R.Ş. said the Turkish state offers $800 a month to gang members to go to Qandil: “One gang member refused, so they got rid of him. The man was addicted to drugs. When he had nothing left, he entered Kurds’ homes and stole things to sell. He stole fridges, washing machines, even stuff in their packaging that newly weds bought. One day I protested, and he said the Turks cut him off, telling him to either go to Qandil or be without a salary and be sent home. Some gang members said they would go because at first they didn’t know how it was in Qandil. Later when they found out that Qandil is not like they were told, some of them changed their minds. Those who agreed to go were trained in the military base in Qibarê.”


“20 days ago I saw online that the Avesta Xabur Martyrs’ Cemetery was torn down,” said R.Ş.: “At first I couldn’t believe it, but one day we passed by with a friend on a motorcycle. They tore it all down. They dug it out. They say YPG has hidden money in graves and that’s why they dig.” R.Ş. said one of his neighbors was taken for “aiding YPG” and tortured for 20 days: “Another neighbor’s wife was sick, and they couldn’t even take her to the hospital because the gangs confiscated the money their relatives in Europe sent.”

R.Ş. said trees in the Hawar Mountain and the Ster village have been set on fire by the Turkish state and their allied gangs: “The fire didn’t stop for 8 days. They set 4 spots on fire in the Hemam Mountain. The gangs confiscated all shops in the Afrin bazaar. Gangs from Ghouta and other places are using the people’s shops. When you want to visit a village, you have to pay and get a document. There are gangs along the way, and they all ask for more money.”


R.Ş. said the gangs prepare ID papers with Turkish writing on them and seal them with a FSA stamp in the checkpoints: “If you don’t have the Turkish ID, you can’t get anything. The Kurds are constantly harassed verbally and physically. I never took any papers from them. If you have the ID you can enter and exit Afrin. All Kurds are stuck in Afrin because they have no money.
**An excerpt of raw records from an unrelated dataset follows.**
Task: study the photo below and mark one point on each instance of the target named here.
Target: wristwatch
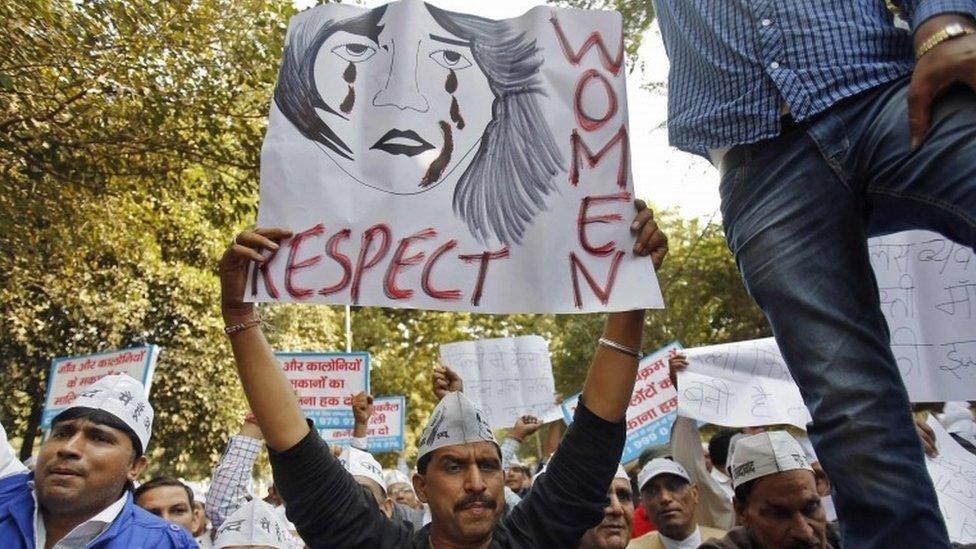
(950, 31)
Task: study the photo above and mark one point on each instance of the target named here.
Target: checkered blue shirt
(736, 63)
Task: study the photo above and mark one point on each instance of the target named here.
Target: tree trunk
(34, 421)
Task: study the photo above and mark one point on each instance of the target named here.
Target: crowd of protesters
(826, 128)
(758, 487)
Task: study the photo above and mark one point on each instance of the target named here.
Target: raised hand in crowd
(446, 380)
(676, 363)
(525, 426)
(948, 63)
(927, 436)
(265, 385)
(362, 410)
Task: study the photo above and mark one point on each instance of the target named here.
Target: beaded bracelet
(610, 344)
(242, 326)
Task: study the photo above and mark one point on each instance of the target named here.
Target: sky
(665, 176)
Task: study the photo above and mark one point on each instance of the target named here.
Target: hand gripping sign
(440, 160)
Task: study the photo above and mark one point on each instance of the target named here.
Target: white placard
(385, 432)
(740, 384)
(325, 384)
(438, 160)
(506, 377)
(72, 374)
(953, 474)
(927, 288)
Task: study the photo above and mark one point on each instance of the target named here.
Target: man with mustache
(459, 468)
(168, 499)
(777, 504)
(618, 516)
(79, 494)
(670, 499)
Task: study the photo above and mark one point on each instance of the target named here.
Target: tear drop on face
(451, 86)
(349, 75)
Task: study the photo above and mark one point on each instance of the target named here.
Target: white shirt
(82, 534)
(9, 464)
(691, 542)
The gangs refuse to do anything for free.”

R.Ş. said ENKS is also present in Afrin and concluded his words: “At first the ENKS had a say. But now they’re just there on paper. The ENKS members said once YPG leaves they would be better, but that’s not what happened. Now they regret it. They say they will accept anything if the YPG returns. Many of them fled to Turkey and Europe. All the ENKS’ plans failed. Now they can’t run fast enough.”
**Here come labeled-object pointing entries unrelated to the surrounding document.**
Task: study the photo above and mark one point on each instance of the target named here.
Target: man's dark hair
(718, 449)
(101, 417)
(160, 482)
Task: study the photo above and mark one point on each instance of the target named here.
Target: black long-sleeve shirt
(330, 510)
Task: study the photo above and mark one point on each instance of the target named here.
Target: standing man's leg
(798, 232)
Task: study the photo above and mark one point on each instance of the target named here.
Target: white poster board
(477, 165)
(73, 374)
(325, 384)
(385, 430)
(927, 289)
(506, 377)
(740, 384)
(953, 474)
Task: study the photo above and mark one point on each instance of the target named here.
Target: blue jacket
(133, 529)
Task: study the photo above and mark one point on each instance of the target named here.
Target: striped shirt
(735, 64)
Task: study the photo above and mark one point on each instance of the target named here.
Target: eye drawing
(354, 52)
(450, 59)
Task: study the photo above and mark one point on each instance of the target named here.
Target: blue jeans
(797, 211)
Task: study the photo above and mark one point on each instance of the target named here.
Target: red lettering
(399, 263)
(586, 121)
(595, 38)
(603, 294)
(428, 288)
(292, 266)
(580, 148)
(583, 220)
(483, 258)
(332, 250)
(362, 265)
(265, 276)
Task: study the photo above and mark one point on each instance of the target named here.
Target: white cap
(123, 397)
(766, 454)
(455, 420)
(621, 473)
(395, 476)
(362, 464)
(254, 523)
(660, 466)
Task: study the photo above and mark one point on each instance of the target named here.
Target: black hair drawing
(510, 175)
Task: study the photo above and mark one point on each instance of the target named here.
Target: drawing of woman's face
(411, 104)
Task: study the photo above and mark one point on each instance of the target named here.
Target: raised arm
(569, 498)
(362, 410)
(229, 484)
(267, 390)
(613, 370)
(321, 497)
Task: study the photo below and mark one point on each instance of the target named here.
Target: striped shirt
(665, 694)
C.E. was held by the gangs for 52 days and has trouble speaking about his experience: “When we first went, FSA gangs stopped us. They took 10.000 Syrian Liras from each of us. When we got to Afrin they arrested me. They tortured and insulted us. They asked me if I knew how to pray, and when I said I didn’t they tortured me. They called us infidels.”
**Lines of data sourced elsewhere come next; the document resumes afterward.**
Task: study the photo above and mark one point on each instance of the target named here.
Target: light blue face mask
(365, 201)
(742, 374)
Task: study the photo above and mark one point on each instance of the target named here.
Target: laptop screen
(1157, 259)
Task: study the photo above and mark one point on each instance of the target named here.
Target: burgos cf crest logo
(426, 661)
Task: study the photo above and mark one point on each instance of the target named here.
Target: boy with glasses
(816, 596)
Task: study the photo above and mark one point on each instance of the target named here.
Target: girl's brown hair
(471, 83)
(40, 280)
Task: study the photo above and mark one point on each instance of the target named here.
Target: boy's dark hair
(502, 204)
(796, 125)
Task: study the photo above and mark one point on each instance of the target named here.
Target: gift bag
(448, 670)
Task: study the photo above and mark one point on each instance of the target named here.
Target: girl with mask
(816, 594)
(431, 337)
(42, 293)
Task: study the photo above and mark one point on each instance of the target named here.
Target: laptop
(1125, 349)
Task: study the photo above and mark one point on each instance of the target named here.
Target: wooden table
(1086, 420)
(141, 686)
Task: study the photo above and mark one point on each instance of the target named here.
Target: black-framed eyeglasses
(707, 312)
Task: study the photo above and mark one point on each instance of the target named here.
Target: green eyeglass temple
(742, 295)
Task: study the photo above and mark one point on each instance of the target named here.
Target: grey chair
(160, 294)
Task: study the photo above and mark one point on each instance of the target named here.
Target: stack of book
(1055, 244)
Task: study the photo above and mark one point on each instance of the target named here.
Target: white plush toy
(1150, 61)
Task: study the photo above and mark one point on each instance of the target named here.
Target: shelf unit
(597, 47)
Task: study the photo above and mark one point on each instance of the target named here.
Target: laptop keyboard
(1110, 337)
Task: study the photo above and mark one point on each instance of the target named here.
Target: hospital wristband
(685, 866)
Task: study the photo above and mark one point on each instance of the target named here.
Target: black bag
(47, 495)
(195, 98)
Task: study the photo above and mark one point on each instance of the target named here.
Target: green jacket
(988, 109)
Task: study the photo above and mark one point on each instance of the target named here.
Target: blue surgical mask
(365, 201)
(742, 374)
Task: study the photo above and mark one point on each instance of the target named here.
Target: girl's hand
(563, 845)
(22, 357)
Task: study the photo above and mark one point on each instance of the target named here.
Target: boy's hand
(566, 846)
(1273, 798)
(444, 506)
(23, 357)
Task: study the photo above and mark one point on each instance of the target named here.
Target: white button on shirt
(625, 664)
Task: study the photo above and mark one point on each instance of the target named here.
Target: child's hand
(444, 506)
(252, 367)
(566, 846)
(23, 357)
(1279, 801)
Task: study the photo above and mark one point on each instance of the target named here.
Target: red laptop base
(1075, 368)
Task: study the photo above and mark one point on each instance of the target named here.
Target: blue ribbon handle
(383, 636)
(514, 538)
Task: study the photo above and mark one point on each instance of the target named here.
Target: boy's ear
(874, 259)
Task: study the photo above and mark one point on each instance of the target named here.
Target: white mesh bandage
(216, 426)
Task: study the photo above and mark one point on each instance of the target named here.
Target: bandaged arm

C.E. was released after 10 days, but was taken again before he made it to Jindirese: “They blindfolded me. I don’t know where they took me. 20 days later, somebody came and told me I was working with the YPG. I said I have nothing to do with it. They tortured us in all kinds of ways.

We ate their scraps. Then they put me in a solitary cell. I stayed in that cell for 52 days. They didn’t let me talk to anybody. So many things happened to us. I can’t talk about some of it. It weighs heavy on me. If you don’t have money, you can’t survive in Afrin. Every few days they come, they torture you, and they leave. I saw that it would get worse if I stayed in Afrin, so I had to flee.”